The unitigs obtained after KOMB analysis from one of the Post-FMT samples were too short and fragmented to annotate functionally using SeqScreen. In lieu of this, we examined the taxa represented by anomalous unitigs with the thinking that they may indicate important organisms driving the change in host microbiome post-FMT. For unitigs identified as anomalous (and which could be classified at the genus level, See Methods), over-represented taxa were determined by the score defined in Equation 4. In Figure 6(B) we see that, in general, there is a low similarity between over-represented taxa across the samples. We still observe that for both Patients 1 and 2, the Post-FMT samples have a higher taxa similarity to Donor compared to the Pre-FMT samples (highlighted by the black box in Figure 6(B)) as captured in the anomalous unitigs despite a substantial difference in their anomaly profiles.
As seen in Figure 6(C), Pre-FMT samples had three genera in common; Akkermansia, Selenomonas and Lactobacillus whereas Post-FMT had eleven: Lactobacillus, Blautia, Veillonella, Paeniclostridium, Ruminoccocus, Oscillibacter, Paenibacillus, Turicibacter, Actinomyces, Dialister, Faecalibacterium in common. We compared the relative levels of these taxa in Pre-FMT and Post-FMT and Donor. The values in the heatmap represent the average of the Ratio of Ratios score in both patients. Compared to Pre-FMT levels, we saw a substantial increase in two taxa Akkermansiaand Lactobacillus in the Post-FMT anomalous unitigs. Akkermansia was only overexpressed in Patient 2, while Lactobacillus was found in both Patient 1 and Patient 2 at Post-FMT. Further analysis showed that Akkerman-sia was also present in anomalous unitigs in Patient 1 but at a much lower level than the background. Interestingly, previous studies have shown that higher levels of some species belonging to Akkermansia and Lactobacillus were helpful to combat Clostridium difficile infections [61, 62]. In contrast to Pre-FMT and Post-FMT Akkermansia, Selenomonas and Lactobacillus were also present in the anomalous unitigs in the Donor sample but were not over-represented compared to the other (background) unitigs.
Among the taxa common in Post-FMT Samples, roughly half (6/11) were similarly over-represented in Donor sample anomalous unitigs, though the levels were much higher in the former. However, Turicibacter and Dialister had a highest level of over-representation. This is noteworthy because Turicibacter is a well characterized taxa which is one of the most abundant in other reported studies on FMT inoculums and Post-FMT communities [63, 64, 65] whereas the presence of Dialister has been found to be essential in Post-FMT recovery and non-disease states [66, 67]. Kraken 2 outputs and unitig classifications can be found in Supplementary Data SD4.
Performance
KOMB is written in C++. It uses the igraph C graph library [41] for the unitig construction and K-core decomposition implementations. Table 1 shows the runtime and memory usage of KOMB on the datasets used in our study. The experiments were run on a server with 64 Intel(R) Xeon(R) Gold 5218 CPU @ 2.30GHz processors having 372 GB of RAM. While analyzing the runtimes of specific stages of the KOMB pipeline we observed that the ABySS unitig generation is the most memory intensive step in the pipeline while read mapping using Bowtie2 is the most computationally intensive step in the pipeline. As KOMB is also extremely memory efficient, one can process multiple metagenomic samples simultaneously on any modern workstation to reduce the runtime on entire datasets even further.

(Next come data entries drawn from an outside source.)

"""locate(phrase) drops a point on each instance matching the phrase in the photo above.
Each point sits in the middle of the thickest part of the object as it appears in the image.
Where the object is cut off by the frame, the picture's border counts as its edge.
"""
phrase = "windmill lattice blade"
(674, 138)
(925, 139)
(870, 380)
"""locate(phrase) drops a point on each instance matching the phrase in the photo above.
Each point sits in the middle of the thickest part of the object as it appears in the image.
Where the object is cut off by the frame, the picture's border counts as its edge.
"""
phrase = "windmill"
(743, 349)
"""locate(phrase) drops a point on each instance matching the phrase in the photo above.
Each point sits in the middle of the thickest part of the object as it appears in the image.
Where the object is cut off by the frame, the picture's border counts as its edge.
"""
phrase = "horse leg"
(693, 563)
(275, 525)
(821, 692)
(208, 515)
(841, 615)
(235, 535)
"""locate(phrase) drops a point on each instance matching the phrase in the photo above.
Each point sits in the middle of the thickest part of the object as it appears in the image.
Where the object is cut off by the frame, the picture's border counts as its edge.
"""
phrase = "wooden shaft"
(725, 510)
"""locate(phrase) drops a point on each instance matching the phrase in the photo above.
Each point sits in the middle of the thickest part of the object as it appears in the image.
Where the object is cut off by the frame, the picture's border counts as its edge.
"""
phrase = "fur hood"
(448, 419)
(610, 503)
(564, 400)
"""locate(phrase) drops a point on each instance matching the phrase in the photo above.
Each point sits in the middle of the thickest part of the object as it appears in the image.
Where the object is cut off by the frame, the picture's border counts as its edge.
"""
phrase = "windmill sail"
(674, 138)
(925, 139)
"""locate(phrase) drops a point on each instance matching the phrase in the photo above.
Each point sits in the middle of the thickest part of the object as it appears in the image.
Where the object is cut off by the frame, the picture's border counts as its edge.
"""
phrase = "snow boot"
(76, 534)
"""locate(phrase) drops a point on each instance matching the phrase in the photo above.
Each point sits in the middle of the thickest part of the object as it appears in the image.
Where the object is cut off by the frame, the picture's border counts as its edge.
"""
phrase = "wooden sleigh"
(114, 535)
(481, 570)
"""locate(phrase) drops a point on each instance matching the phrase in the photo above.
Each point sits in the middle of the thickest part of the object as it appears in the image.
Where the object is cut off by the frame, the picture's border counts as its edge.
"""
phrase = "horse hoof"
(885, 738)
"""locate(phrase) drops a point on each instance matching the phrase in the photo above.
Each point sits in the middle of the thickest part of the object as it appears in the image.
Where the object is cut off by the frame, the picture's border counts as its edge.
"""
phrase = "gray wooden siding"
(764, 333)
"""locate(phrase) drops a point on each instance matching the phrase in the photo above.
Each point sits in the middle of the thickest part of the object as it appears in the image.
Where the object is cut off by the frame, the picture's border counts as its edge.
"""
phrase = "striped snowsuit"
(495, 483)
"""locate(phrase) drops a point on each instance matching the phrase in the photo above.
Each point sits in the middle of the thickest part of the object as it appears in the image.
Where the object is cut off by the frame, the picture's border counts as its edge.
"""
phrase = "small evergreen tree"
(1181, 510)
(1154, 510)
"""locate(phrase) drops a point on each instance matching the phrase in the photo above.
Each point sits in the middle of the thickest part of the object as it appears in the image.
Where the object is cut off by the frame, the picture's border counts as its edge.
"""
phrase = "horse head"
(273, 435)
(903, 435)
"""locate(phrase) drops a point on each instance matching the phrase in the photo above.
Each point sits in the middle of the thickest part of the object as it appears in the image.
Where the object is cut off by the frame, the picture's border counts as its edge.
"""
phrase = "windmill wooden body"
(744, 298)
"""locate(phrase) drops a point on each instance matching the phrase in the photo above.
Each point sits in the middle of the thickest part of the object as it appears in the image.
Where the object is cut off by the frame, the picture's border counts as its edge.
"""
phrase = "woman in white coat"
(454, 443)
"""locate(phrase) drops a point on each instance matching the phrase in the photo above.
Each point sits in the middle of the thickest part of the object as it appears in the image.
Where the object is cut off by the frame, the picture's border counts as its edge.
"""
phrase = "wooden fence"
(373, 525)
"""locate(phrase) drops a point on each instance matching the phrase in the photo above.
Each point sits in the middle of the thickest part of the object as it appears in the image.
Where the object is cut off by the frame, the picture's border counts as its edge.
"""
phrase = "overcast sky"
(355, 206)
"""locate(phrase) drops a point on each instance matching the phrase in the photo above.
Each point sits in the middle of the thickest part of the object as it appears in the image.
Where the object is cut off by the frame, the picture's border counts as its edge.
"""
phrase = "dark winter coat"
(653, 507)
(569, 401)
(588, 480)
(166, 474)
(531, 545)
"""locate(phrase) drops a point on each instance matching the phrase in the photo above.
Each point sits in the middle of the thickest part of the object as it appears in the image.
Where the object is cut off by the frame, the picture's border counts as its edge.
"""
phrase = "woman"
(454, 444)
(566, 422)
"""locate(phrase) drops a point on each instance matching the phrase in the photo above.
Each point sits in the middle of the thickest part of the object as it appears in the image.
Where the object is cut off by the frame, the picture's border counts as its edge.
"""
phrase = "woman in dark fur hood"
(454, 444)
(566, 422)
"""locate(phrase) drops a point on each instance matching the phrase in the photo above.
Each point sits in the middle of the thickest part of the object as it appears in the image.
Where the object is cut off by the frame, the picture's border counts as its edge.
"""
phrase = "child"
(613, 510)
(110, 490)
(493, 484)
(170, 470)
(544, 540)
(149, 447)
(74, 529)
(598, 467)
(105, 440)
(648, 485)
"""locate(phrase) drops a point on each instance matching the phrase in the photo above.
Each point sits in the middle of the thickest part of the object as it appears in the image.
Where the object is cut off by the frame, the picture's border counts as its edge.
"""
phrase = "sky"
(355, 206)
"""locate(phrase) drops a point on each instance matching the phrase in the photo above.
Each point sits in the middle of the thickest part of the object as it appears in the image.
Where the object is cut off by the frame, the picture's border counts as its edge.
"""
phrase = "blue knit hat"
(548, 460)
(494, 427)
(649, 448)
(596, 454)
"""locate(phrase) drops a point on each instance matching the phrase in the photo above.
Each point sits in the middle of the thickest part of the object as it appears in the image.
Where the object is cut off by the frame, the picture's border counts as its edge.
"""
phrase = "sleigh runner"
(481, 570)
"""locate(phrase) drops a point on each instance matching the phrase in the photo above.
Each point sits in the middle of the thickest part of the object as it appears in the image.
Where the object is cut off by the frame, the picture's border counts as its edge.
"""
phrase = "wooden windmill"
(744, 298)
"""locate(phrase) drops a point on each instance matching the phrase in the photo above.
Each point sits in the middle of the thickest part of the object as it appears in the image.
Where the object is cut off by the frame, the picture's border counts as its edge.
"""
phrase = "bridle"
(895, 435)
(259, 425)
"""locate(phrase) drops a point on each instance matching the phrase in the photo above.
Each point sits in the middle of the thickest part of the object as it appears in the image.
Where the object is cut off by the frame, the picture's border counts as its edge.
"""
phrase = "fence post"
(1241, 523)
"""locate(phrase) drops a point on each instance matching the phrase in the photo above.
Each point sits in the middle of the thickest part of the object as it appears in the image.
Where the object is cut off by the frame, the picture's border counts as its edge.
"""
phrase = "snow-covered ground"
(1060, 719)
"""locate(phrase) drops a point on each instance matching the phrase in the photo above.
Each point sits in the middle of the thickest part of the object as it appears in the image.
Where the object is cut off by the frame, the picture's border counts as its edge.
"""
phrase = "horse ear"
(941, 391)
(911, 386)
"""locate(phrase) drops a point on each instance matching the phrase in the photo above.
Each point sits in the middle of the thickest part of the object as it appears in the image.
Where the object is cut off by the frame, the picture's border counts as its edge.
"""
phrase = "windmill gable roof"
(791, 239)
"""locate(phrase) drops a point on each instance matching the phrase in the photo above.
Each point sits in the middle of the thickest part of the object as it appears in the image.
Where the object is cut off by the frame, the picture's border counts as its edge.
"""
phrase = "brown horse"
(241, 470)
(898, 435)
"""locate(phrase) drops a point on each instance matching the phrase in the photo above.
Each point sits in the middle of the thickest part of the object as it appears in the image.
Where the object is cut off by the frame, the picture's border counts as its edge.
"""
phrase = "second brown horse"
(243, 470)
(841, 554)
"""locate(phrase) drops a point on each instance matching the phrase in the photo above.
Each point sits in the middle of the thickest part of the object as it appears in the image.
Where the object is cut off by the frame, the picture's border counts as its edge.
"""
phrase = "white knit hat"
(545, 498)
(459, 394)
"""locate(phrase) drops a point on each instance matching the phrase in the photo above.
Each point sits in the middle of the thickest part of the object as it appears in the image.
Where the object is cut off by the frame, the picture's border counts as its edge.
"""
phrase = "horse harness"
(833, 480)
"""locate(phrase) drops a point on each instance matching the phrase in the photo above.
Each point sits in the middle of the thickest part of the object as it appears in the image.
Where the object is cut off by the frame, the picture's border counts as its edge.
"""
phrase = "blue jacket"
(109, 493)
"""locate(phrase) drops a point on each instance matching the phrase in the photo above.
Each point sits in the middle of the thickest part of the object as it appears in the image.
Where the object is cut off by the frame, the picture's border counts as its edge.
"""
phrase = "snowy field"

Time and memory usage for KOMB. Shakya: Shakya et al (2013); HMP (Av); average across HMP samples, TGM(Av); average across Temporal Gut Microbiome samples and FMT (Av); average across FMT samples. Read filtering is treated as a pre-processing step, therefore the time and memory usage for it is not reported in this table. KOMB was run with 20 threads.
Discussion
We have underlined the usefulness of characterizing metagenomes with KOMB through three separate use-cases. First, KOMB can be used to obtain a repeat profile of a sample capturing the more repetitive unitigs in the later shells. Second, KOMB can be used to identify and extract functionally rich unitigs and visualize sample-specific or subject-specific profiles as observed in our analysis of HMP samples from four distinct body sites. Finally, we also show how KOMB profiles can help with analyzing community shifts and disruption events in longitudinal samples.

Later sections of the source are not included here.